Sur le fond toutefois, le lecteur avisé restera sur sa faim quand ce n’est pas sur un sentiment de colère. L’analyse sérieuse, fouillée, discutée et discutable comme tout travail intellectuel est d’emblée évacuée au profit d’un travail où l’amateurisme le dispute à la désinvolture. De Calan ne s’embarrasse pas d’une réflexion globale sur le projet pour en comprendre la logique d’ensemble et l’environnement paradigmatique. Sur plus de 300 pages, il ne fait que « picorer » ça et là des mesures, les juxtaposant de manière artificielle pour tenter de démontrer des contradictions qui découlent davantage de sa faible culture politique, économique et sociale que de réelles incohérences programmatiques. Ce faisant, l’auteur tombe point par point dans ce qu’il dénonce, à savoir un livre fourre-tout sans aucune logique d’ensemble, cherchant simplement à justifier une idée préconçue pour continuer à faire tourner en bourrique un système en fin de course. L’introduction en est, en quelques sortes, la conclusion : on part de ce que l’on cherche à démontrer !
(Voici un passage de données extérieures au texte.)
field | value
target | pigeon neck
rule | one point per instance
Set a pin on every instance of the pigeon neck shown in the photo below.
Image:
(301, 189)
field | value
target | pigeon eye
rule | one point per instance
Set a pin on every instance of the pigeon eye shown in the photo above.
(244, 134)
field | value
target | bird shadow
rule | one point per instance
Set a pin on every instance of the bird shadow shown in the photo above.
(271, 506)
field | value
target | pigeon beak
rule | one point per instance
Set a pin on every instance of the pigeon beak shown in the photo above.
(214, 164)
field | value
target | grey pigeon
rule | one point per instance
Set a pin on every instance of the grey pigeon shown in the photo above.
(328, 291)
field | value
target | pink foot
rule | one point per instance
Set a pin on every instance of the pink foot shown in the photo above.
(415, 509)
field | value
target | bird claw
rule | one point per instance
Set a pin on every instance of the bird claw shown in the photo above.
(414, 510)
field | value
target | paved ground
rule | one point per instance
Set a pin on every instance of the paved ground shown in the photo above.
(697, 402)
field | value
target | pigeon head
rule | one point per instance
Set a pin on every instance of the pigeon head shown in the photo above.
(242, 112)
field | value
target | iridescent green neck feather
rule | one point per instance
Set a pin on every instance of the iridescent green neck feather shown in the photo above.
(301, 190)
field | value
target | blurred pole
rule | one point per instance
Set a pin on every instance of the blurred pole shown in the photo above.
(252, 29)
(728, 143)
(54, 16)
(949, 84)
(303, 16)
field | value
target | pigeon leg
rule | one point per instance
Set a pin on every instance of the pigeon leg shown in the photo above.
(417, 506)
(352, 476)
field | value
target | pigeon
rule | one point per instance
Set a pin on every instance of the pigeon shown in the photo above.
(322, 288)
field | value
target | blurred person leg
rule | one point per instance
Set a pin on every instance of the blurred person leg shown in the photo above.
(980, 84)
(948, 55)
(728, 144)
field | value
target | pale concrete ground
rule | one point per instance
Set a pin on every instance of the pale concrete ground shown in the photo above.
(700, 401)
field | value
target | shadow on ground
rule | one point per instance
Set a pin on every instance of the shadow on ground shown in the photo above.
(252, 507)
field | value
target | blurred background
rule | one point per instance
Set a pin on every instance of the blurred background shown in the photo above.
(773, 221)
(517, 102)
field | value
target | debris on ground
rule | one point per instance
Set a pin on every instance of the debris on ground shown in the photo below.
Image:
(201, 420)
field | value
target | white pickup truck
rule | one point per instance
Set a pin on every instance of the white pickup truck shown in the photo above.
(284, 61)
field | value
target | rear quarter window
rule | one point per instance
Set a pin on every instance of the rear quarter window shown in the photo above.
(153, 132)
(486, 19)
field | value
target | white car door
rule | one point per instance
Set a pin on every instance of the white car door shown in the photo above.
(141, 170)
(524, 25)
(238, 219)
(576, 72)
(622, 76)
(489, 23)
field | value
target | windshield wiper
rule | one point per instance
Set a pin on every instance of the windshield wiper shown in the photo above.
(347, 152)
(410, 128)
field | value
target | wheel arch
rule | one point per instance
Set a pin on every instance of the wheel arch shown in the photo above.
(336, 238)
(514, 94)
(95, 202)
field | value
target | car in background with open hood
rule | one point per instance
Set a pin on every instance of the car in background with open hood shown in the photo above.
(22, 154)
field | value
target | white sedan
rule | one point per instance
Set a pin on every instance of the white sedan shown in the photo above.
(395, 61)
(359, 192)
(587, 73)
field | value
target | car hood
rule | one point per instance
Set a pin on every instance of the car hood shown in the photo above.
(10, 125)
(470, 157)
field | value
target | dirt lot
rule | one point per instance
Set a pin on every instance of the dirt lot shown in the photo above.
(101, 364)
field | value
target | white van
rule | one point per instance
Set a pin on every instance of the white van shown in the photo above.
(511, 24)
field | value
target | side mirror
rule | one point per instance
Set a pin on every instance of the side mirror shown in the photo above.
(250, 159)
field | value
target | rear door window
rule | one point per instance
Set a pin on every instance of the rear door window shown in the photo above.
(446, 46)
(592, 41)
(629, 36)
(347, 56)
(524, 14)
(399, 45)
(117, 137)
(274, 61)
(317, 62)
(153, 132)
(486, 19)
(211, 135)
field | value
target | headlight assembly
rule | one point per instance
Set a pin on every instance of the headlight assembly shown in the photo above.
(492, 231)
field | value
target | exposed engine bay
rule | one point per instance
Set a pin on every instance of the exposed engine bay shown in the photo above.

Pour que son travail ait quelque chance de figurer au rayon des essais politiques et aille au-delà de la simple « politicaillerie », il eut fallu que l’auteur commençât par une analyse de fond des clés de voûte du programme du FN, à savoir la souveraineté nationale et la question de l’identité. Appartenant lui-même à une famille politique – et à une famille tout court – qui a montré son dédain pour ces deux fondements de notre nation, on comprend qu’il les ait hardiment esquivés d’entrée de jeu. Or ce qu’il dédaigne c’est précisément ce que le peuple français priorise. De fait, il critique le nouveau paradigme porté par le Front National de Marine le Pen, tout en refusant de sortir de la pensée unique qui prévaut depuis 30 ans. Et l’eut-il voulu qu’il en eut été incapable : dans la trentaine, Maël de Calan appartient à cette classe d’âge biberonnée aux canons de l’orthodoxie idéologique actuelle. Il n’a pas eu la chance de côtoyer comme ses aînés, les modèles gaulliste (le vrai), socialiste (le vrai), communiste, etc. des années 60 et 70, ce qui lui aurait permis d’appréhender la complémentarité et, dans une certaine mesure, la relativité des points de vue. Il a grandi dans un monde politique dont le ciel est dégagé de toute contestation sérieuse, plus précisément un monde dans lequel toute explication sérieuse tombe directement dans la dictature des –istes (extrémiste, fasciste, etc.). Calan rejoint ainsi tous les clones élevés dans les pouponnières soixante-huitardes qui, devenus adultes, s’en font des défenseurs encore plus fanatiques et plus bornés que leurs ainés. Comme tant d’autres, Maël de Calan en est réduit à pousser des cris d’orfraie, ici sur la souveraineté, là sur l’immigration, etc.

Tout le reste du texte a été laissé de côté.